LyondellBasell's shares fell 2.5% on August 1, as it struggled to meet Wall Street's expectations for the second quarter profit. The chemical manufacturer was also struggling with higher energy costs and lower margins.

The rising cost of energy is causing profit margins to shrink for North American chemical companies. This is due to the surge in power demand by data centers, which are energy-hungry.

The U.S. Energy Information Administration announced in April that the U.S. electricity consumption would reach new records between 2025 and 26 due to the rise of cryptocurrency and AI-focused data centers.

Chemical companies are also struggling because of a slump in demand and the rising cost of raw materials, particularly in Europe where a strict regulatory environment is forcing businesses to reassess how they do business in that region.

As part of its review of European assets, the company had exclusive discussions with Munich-based investment group AEQUITA regarding the sale of certain olefins and polyolefins in Europe.

LyondellBasell’s olefins, polyolefins, and Americas unit reported core adjusted earnings of $318 millions, down from $670million last year. The unit manufactures materials for construction and packaging, among other things.
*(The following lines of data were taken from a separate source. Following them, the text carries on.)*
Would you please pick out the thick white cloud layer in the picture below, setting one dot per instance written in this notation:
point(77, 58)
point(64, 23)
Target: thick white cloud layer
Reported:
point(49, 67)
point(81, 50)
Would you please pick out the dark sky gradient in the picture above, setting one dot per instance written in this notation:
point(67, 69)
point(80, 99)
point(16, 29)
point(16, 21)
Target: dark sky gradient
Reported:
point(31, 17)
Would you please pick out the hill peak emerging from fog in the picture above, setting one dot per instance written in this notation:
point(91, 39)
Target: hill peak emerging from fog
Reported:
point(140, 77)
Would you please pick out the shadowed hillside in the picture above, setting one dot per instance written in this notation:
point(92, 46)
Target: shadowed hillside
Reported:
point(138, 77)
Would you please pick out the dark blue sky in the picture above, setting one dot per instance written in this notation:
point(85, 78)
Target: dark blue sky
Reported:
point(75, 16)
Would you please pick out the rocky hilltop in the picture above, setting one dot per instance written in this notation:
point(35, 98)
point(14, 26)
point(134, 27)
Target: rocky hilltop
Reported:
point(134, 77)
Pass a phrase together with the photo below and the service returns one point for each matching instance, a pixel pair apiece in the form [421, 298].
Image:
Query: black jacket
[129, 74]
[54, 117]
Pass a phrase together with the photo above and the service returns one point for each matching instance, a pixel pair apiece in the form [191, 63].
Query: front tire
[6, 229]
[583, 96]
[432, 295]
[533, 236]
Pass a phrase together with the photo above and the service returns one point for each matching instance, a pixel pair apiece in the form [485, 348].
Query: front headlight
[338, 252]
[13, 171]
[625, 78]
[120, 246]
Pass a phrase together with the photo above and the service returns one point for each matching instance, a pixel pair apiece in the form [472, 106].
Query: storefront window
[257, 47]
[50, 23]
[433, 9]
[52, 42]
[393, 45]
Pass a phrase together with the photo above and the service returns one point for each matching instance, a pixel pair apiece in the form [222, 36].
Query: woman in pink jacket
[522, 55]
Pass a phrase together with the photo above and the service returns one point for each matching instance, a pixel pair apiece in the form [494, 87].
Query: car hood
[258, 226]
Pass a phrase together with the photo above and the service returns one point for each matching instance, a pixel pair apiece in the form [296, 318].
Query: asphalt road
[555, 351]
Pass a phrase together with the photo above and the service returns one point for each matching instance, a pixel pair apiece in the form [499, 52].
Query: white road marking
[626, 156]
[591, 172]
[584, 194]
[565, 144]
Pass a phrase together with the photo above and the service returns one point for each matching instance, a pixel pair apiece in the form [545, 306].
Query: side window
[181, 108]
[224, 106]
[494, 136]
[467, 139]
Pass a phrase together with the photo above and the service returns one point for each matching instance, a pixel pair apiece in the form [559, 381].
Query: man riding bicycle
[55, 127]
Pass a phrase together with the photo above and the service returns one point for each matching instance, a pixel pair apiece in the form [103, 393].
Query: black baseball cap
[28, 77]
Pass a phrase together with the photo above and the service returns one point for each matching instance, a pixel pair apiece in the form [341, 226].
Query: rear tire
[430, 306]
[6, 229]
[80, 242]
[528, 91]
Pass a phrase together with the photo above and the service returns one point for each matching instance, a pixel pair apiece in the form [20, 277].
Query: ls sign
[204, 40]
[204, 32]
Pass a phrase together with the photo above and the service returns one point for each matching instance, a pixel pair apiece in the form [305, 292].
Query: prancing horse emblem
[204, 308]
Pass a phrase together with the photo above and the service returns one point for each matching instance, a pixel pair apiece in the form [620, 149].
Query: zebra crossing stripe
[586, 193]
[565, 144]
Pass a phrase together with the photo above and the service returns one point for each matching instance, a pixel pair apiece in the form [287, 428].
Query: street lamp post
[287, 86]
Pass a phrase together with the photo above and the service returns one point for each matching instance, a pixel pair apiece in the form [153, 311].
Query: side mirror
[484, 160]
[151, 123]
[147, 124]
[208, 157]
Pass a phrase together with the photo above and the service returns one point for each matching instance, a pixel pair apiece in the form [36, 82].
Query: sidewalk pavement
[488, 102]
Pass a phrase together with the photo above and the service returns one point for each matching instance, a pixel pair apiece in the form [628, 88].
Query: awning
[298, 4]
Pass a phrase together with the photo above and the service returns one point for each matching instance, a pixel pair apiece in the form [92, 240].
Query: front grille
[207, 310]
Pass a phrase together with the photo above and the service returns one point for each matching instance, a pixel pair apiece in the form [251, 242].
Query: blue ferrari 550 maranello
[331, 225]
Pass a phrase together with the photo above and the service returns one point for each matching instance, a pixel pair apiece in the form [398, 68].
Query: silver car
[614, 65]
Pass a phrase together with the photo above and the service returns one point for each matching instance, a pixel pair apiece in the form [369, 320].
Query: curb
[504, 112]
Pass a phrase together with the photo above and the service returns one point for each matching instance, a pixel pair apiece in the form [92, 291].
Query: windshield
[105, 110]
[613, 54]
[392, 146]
The company anticipates that in the third quarter it will have improved North American integrated Polyethylene margins, due to the competition from planned maintenance in April, and higher prices, supported by strong domestic demand and increased export volumes.

According to LSEG, the company reported an adjusted profit per share of 62 cents in the April-June period, compared to analysts' estimates of 80 cents. Sumit Saha, Bengaluru. Vijay Kishore, editing.